Oct. 25 (Bloomberg) -- Brazil’s real held within 0.1 percent of a two-week high after the central bank sold reverse currency swaps for a second time this week to support exporters by preventing appreciation.
The central bank sold 28,300 of 30,000 reverse currency swaps offered at an auction, including $1.1 billion worth of contracts due in December and $300 million worth of contracts due in January, according to a statement by the bank.
The real closed unchanged at 2.0259 per dollar. The currency reached a two-week high of 2.0242 per dollar on Oct. 22.
“The tendency for the real is positive with less risk aversion and a net foreign currency inflow,” said Newton Rosa, economist at Sulamerica Investimentos, in a phone interview from Sao Paulo. “But the central bank only lets the real fluctuate within tight limits.”
Brazilian swap rates fell as unemployment rose 0.1 percentage point to 5.4 percent, exceeding the median estimate of 5.3 percent by 35 economists in a Bloomberg survey.
Swap rates on the contract due in January 2014 fell two basis point, or 0.02 percentage point, to 7.34 percent, after earlier rising one basis point.
The central bank said Oct. 23 it auctioned 33,000 reverse currency swaps contracts out of 60,000 offered, including those due on Dec. 3 for $849 million and contracts due on Jan. 2 for $799 million.
The bank sold $1.3 billion in reverse currency swaps on Oct. 5, $5.7 billion of contracts Sept. 12 through Sept. 17 and $350 million on Aug. 21 to weaken the real. The August reverse swaps were the first since March.

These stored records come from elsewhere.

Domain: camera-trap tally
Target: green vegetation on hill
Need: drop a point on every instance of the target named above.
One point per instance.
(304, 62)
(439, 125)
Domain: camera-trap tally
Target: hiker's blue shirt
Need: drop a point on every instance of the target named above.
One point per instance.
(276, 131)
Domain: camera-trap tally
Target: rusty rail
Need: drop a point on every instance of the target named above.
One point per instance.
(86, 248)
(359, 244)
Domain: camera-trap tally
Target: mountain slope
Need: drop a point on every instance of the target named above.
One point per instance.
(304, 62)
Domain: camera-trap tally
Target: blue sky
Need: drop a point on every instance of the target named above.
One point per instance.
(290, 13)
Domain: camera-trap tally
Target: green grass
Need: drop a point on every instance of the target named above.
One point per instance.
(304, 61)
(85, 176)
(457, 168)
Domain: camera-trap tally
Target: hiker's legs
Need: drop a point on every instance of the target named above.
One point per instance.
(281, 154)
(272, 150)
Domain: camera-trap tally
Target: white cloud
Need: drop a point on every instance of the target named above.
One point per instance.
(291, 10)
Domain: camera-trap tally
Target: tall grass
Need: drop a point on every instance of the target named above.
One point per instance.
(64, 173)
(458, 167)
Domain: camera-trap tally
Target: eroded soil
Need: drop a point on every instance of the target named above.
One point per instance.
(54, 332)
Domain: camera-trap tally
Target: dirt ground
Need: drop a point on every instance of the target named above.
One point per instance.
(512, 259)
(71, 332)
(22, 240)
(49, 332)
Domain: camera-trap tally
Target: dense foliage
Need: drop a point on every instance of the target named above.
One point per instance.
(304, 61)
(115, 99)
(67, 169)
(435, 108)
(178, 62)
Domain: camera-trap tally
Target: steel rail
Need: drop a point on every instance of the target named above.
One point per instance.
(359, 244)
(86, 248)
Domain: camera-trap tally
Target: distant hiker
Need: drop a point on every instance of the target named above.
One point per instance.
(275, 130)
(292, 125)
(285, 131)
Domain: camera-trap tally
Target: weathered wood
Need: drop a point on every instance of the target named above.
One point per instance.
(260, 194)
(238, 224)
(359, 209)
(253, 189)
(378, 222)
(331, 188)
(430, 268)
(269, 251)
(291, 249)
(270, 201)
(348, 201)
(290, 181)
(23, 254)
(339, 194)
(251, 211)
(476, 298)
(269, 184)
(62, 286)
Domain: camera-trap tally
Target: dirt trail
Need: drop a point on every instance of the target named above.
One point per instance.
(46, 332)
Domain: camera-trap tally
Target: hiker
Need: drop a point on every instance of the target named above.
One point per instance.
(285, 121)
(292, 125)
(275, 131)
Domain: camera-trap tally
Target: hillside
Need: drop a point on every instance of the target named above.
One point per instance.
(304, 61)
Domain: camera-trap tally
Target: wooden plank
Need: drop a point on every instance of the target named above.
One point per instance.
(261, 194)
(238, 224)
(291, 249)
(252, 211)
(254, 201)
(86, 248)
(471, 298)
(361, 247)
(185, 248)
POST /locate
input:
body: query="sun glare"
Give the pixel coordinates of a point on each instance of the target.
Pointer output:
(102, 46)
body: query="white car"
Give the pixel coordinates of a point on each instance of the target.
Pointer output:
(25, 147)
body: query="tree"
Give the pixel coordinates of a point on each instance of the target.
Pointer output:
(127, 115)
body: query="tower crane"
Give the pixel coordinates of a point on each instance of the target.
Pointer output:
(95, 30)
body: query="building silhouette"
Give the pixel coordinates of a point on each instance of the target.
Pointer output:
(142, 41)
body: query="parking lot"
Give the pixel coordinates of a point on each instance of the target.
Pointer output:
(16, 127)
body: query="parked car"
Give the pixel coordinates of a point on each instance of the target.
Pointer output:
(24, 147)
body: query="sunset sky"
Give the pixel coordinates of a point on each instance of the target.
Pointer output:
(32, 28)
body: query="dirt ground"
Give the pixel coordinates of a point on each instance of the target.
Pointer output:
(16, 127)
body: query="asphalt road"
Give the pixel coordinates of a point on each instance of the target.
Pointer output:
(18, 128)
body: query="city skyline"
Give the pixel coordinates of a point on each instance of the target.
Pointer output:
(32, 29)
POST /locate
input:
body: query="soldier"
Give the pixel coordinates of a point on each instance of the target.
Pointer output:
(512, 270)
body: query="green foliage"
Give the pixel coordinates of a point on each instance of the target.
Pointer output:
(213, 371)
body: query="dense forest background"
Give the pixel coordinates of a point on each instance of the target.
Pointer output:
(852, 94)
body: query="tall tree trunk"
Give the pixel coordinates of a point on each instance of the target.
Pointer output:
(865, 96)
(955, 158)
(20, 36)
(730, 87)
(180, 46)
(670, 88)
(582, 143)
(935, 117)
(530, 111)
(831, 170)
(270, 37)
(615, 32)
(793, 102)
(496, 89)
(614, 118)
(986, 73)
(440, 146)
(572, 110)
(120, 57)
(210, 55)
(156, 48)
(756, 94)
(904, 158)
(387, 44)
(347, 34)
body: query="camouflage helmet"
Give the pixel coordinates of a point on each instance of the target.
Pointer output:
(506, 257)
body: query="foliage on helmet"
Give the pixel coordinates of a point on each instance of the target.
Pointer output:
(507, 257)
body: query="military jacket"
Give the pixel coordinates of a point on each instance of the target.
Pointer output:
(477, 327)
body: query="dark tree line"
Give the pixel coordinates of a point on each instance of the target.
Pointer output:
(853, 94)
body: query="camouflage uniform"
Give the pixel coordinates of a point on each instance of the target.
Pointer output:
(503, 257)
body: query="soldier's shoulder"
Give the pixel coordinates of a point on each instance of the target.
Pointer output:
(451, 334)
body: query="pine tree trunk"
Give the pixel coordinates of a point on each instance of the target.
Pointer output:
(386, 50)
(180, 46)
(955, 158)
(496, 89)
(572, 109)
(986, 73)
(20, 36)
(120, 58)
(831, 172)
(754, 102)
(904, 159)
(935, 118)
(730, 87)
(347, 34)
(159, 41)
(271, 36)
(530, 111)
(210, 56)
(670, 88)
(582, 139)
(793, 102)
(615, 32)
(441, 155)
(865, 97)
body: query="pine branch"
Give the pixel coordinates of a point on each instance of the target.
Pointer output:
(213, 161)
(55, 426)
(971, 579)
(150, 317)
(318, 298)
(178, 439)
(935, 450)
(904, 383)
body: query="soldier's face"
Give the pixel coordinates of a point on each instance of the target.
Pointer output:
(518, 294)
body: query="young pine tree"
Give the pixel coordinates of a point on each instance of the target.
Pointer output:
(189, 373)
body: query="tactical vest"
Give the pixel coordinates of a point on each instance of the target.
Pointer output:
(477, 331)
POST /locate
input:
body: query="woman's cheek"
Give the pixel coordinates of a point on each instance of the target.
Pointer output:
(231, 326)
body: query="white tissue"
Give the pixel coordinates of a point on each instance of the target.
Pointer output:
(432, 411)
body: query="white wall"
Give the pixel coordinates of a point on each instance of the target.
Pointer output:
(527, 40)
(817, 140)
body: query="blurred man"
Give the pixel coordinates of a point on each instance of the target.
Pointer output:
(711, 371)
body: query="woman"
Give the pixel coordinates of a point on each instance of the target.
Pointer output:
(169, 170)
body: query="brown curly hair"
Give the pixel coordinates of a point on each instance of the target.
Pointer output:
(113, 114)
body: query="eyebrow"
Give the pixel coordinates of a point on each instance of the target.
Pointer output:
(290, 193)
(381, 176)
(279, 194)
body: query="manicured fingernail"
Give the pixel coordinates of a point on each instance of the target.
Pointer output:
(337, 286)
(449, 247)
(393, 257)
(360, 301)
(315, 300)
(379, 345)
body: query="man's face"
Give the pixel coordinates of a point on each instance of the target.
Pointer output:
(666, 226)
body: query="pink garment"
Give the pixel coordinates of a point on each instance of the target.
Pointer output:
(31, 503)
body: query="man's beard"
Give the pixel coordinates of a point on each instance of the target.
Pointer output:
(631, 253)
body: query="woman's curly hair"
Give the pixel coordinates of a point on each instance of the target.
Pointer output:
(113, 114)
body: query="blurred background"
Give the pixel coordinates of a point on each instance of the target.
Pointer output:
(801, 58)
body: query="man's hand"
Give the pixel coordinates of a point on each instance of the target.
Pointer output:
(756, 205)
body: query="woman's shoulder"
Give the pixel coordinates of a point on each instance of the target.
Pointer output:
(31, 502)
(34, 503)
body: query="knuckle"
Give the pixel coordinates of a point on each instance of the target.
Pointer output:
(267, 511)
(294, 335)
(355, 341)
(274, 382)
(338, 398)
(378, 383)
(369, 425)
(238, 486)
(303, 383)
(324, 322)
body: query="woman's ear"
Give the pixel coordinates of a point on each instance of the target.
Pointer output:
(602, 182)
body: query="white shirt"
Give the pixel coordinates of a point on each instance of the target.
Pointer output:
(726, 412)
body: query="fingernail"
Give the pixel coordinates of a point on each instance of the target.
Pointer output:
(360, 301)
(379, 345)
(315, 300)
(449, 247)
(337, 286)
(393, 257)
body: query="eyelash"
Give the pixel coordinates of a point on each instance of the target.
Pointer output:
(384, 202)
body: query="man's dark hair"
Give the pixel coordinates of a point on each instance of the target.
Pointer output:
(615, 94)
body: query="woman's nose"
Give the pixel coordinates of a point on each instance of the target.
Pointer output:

Finance Minister Guido Mantega told the daily Valor Economico yesterday that the government’s “dirty float” currency policy will last as long as necessary to defend the country’s competitiveness. A Finance Ministry official didn’t respond to e-mail and phone messages.
The real has dropped 7.8 percent this year, the biggest decline among 16 major currencies tracked by Bloomberg.
Brazil had a net foreign currency inflow of $1.6 billion this month as of Oct. 19, according to data released by the central bank yesterday.